ESPN reporter M.A. Voepel says he’s transgender: ‘Glad to be who I’ve always been inside’

Longtime sports journalist M.A. Voepel shared on Twitter Tuesday that he’s transgender and that his pronouns are he/him.

“Please feel free to call me Voepel, MV, Michael, Mike; I’m good with them all,” he wrote in a four-part Twitter thread.

Voepel, who joined over 25 years ago, said that he decided to share his true self with the world now because he’s receiving the prestigious Gowdy Award next month, and wanted to do that as his “authentic self.”

Named in honor of the late Curt Gowdy, a sports broadcaster and Hall of Fame board member and president, the award is presented to members of the media whose “efforts have made a significant contribution to the game of basketball.”

“In sports media, we’re lucky to tell stories of others’ journeys. We have our own, too,” Voepel wrote. “Part of mine is being transgender,” he added.

Speaking about his decision to only come out now, Voepel said that fear of losing “all that is dear to us, including career” played a big part in it.

But at some point, “you realize you need to have faith that your happiness/well-being is worth pursuing, and also have faith in other people’s kindness and grace,” he wrote.

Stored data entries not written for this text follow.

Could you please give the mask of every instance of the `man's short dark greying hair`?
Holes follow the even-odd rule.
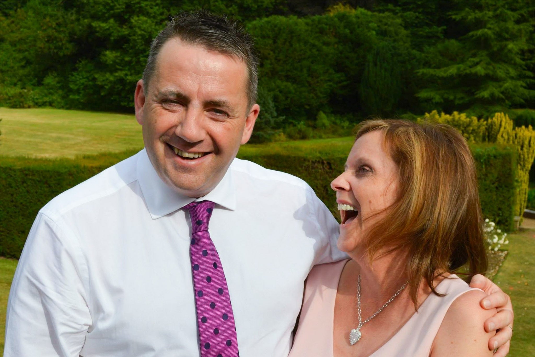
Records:
[[[180,12],[167,22],[150,45],[149,58],[143,71],[143,86],[148,88],[156,71],[156,62],[162,46],[175,37],[188,44],[199,45],[220,54],[237,57],[247,65],[248,108],[256,103],[258,89],[258,56],[254,48],[253,36],[246,33],[241,25],[224,16],[216,16],[208,11]],[[145,89],[147,90],[147,89]]]

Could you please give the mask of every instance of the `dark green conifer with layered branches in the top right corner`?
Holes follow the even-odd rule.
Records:
[[[533,6],[522,1],[473,1],[450,13],[467,33],[438,43],[430,67],[418,70],[427,85],[418,96],[445,110],[478,115],[535,100]]]

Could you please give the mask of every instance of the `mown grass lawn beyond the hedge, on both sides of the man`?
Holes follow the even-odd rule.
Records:
[[[0,107],[0,155],[37,158],[74,158],[122,153],[143,148],[141,125],[134,115],[52,108]],[[353,137],[247,144],[240,154],[346,155]]]

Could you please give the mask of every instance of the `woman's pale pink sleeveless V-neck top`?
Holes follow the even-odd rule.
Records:
[[[288,357],[332,357],[334,302],[338,282],[347,260],[316,265],[308,276],[303,308],[294,344]],[[435,288],[446,294],[429,295],[406,324],[371,356],[429,356],[431,345],[452,302],[475,290],[455,275]]]

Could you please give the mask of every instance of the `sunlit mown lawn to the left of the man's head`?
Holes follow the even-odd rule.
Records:
[[[0,108],[0,155],[69,157],[143,148],[134,115]]]

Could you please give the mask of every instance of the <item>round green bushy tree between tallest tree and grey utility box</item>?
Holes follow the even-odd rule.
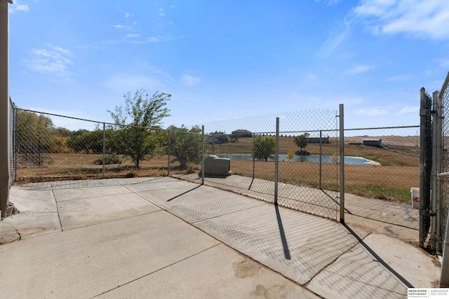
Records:
[[[188,130],[184,125],[181,127],[171,125],[168,130],[170,130],[168,137],[169,154],[175,156],[175,159],[171,162],[180,162],[181,169],[187,169],[190,163],[199,164],[203,148],[201,135],[199,134],[201,129],[195,126]]]

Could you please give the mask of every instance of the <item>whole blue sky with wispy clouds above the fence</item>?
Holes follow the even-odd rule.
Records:
[[[344,104],[345,127],[418,125],[449,70],[447,0],[20,0],[10,95],[112,121],[123,94],[172,95],[168,125]]]

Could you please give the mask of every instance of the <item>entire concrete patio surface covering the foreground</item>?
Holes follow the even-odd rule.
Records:
[[[345,227],[168,177],[20,188],[12,191],[25,212],[0,225],[0,242],[28,236],[0,246],[9,297],[404,298],[407,286],[431,287],[439,277],[427,253],[398,240],[415,220],[394,204],[347,214]],[[59,218],[69,230],[60,231]]]

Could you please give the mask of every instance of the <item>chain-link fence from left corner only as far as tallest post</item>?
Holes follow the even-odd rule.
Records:
[[[337,218],[335,114],[284,113],[276,139],[276,116],[208,123],[203,134],[200,127],[163,130],[16,109],[13,177],[27,183],[181,176],[269,202],[276,193],[284,207]],[[211,159],[225,163],[218,173]]]

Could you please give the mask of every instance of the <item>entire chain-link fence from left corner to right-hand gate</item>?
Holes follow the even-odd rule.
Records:
[[[169,175],[326,218],[339,215],[336,111],[166,130],[15,111],[11,177],[17,183]],[[418,128],[344,130],[346,192],[410,203],[410,188],[419,186]]]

He also said that he’s grateful to work in a company that supports its employees, thankful for “terrific family and friends,” and for “societal progress.”

According to an ESPN bio, the Los Angeles native “covered his first women’s basketball game at the University of Missouri in 1984, and graduated from there with a degree in journalism in 1987.”

After working as an editor and writer at newspapers in Columbia, Mo.; Newport News, Va.; and Kansas City, Mo., he joined in 1996 as a women’s college and pro basketball writer, and he has since also covered additional college sports.

“I may look and sound a little different,” he wrote, noting that his passion for his job remains unchanged.

“Glad to be who I’ve always been inside. Dedication to covering women’s sports, a lifelong joy as well as job, and admiration for all involved — players, coaches, execs, fans, referees, colleagues — that stays exactly the same,” he added.